Youth Libraries Group
04 August 2008

Book covers

Recently I was lucky enough to enjoy the hospitality of Bloomsbury Books to meet Mary Hoffman who was talking about her latest Stravaganza title, City of Secrets (still to be read - next on the list). Bloomsbury have taken the opportumity to reissue the 3 prvious titles with new covers, and this, the latest, as a paperback - no hardback. They do make a very attractive set - but I miss the originals - in particular City of Masks which I have always felt to be a stunning design. The afternoon led me to reflect on the importance that covers - and format - have in directing my choice of book. I make no secret of the importance that the book cover has in this for me - and as a reader, the hardback has an especial appeal. Often I find myself quite reluctant to pick up a book if I do not like the cover - Keith Gray is an author who is yet to be given a design that makes my fingers itch to pick up one of his books. Not even the new look he has been given for Ostrich Boys quite works, and the current trend for "spiky" designs has little attraction.
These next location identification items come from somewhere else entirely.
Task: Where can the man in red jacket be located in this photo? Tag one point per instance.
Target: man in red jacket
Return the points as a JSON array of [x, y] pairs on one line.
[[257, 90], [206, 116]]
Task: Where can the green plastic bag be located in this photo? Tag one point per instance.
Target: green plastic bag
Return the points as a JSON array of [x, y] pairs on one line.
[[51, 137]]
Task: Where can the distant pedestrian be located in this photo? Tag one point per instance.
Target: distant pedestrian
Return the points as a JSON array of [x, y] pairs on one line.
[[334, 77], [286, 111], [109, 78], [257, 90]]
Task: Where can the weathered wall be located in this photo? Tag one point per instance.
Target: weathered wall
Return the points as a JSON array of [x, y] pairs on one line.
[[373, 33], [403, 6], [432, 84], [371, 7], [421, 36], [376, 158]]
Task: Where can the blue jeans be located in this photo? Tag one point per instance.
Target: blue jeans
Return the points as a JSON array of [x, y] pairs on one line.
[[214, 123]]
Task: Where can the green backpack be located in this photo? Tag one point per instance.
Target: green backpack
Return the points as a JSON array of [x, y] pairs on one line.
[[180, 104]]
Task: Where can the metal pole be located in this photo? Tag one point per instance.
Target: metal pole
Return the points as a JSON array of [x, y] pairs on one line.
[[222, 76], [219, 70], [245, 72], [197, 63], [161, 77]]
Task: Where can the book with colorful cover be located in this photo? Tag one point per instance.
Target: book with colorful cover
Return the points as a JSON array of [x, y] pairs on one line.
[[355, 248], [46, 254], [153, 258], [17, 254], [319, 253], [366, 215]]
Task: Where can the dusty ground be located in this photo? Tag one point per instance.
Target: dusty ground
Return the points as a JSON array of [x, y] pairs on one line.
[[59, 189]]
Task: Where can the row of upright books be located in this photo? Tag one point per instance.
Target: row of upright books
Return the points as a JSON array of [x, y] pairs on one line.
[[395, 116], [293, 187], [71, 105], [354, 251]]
Nor do I like covers in a single colour - or maybe I should qualify that by saying covers in which particularly lurid colours have been chosen, presumably in an attempt to catch the eye. I am thinking of the recent attempt to repackage the "classics" for a younger teen market. I would never have felt attracted to them even then. (Not that the original covers were particularly enticing - some books should always be packaged in brown paper - or as a Folio edition!). Dian Wynne Jones is another author I feel that still has to be presented well - but I want to read her so the cover is not such a barrier. It is just a bit offputting and slightly diminshes my initial pleasure. Books that have succeeded recently? Gatty's Tale (Crossley-Holland; Black Rabbit Summer (Brookes) and the Otori sequence (Hearn). Perhaps it is no coincidence these are also all hardback editions - as is Here lies Arthur (Reeve).Do others find covers have such an effect? And does this sometimes bring disappointment. I have recently read a couple of books which have not lived up to the promised of the cover design. Am I being too influenced?
 

Comments

# vvj5 said:

No, I don't think you're being too influenced.  Isn't this the point of covers?  Mind you, it is a matter of personal taste.  I have a feeling that I wasn't too excited by some of your good examples.  But there are some covers that do make you wonder what publishers were thinking and why they imagined something so dull-looking would ever attract a teenager.  I'm sure there are reasons, though.  

I don't think I get disappointed by a book that doesn't live up to its cover - I admire the cover designers & artists for doing their work well & just 'oh well' that the author wasn't quite worth it.

11 August 08 at 15:54
# vvj5 said:

Oops.  I meant to say, it's the other way round that really gets me - a great book let down by an uninspiring cover.